Cour Administrative d'Appel de Nancy — Décision N° CAA54-25NC01876

vendredi 31 octobre 2025

JuridictionCour Administrative d'Appel de Nancy
SectionCour Administrative d'Appel de Nancy
N° DossierCAA54-25NC01876
TypeOrdonnance
Recoursexcès de pouvoir
FormationJuge des référés
Avocat requérantBERA

Texte intégral

Vu la procédure suivante :

Procédure contentieuse antérieure :

M. A... C... B... a demandé au tribunal administratif de Châlons-en-Champagne d’annuler l’arrêté du 27 février 2025 par lequel le préfet de la Marne a refusé de lui délivrer un titre de séjour, l’a obligé à quitter le territoire français dans un délai de trente jours, a fixé le pays à destination duquel il pourra être reconduit d’office à l’expiration de ce délai.
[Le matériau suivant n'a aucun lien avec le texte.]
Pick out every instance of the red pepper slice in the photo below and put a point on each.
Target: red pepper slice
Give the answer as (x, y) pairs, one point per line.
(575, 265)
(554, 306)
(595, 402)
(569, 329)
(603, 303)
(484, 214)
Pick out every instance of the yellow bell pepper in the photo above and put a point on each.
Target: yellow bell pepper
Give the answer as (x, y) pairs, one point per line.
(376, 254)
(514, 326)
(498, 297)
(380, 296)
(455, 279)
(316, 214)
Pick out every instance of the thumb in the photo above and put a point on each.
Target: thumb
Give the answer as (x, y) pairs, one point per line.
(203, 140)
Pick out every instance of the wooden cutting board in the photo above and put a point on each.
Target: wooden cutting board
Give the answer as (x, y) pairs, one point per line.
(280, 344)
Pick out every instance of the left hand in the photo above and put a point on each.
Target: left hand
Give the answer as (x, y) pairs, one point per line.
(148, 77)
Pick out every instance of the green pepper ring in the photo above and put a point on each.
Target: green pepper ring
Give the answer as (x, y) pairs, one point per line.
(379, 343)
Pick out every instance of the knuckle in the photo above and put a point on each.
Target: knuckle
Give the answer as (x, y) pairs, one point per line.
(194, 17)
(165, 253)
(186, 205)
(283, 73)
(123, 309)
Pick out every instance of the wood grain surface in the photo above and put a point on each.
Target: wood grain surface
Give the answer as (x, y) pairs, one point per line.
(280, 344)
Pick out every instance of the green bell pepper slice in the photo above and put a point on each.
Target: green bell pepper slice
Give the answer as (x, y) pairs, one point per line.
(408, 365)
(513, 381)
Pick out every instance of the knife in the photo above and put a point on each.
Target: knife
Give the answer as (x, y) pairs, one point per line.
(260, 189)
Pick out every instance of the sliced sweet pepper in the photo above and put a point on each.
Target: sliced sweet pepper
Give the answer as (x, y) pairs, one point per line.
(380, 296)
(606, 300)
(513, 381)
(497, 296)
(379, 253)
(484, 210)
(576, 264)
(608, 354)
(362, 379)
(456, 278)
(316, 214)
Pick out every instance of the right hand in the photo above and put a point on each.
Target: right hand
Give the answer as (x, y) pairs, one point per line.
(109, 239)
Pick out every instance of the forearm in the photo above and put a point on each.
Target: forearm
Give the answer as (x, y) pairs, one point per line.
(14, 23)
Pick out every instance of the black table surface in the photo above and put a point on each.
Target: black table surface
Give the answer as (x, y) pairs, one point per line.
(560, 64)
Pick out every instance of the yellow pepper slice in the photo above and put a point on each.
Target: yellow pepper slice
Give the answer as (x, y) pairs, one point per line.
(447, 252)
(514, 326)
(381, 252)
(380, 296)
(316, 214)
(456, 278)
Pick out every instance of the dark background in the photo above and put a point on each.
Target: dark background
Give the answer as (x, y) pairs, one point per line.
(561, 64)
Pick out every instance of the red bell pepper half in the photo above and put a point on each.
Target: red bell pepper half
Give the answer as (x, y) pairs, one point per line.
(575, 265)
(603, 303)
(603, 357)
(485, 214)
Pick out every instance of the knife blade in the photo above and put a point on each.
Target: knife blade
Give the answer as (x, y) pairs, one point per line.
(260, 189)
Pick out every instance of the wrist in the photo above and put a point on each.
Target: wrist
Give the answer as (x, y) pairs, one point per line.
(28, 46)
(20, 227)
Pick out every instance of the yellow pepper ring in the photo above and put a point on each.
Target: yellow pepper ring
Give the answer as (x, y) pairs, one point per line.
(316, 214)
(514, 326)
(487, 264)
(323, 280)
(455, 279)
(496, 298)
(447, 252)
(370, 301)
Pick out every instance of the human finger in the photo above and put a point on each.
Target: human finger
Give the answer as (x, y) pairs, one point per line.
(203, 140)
Par un jugement n° 2500710 du 25 juin 2025, le tribunal administratif de Châlons-en-Champagne a rejeté sa demande.

Procédure devant la cour :

Par une requête enregistrée le 18 juillet 2025, M. B..., représenté par Me Bera, demande à la cour :

1°) d’annuler ce jugement du 25 juin 2025 ;

2°) d’annuler l’arrêté du 27 février 2025 ;

3°) d’enjoindre au préfet de la Marne de lui délivrer une carte de séjour l’autorisant à travailler sous astreinte de 50 euros par jour de retard à compter de la notification de la décision à intervenir ou, à titre subsidiaire, de réexaminer sa situation et de lui délivrer pendant cet examen une autorisation provisoire de séjour ;

4°) de mettre à la charge de l’Etat la somme de 1800 euros à verser à son conseil en application de l’article 37 de la loi du 10 juillet 1991 ou, dans l’hypothèse où il ne serait pas admis au bénéfice de l’aide juridictionnelle, à lui-même en application de l’article L. 761-1 du code de justice administrative.

Il soutient que :
- le jugement attaqué répond au moyen tiré de la méconnaissance de l’article 3 de la convention européenne de sauvegarde des droits de l’homme et des libertés fondamentales qui n’avait pas été invoqué ;
- l’arrêté en litige est insuffisamment motivé, ce qui révèle un défaut d’examen particulier de sa situation ;
- il méconnait l’article 8 de la convention européenne de sauvegarde des droits de l'homme et des libertés fondamentales et est entaché d’erreur manifeste d’appréciation.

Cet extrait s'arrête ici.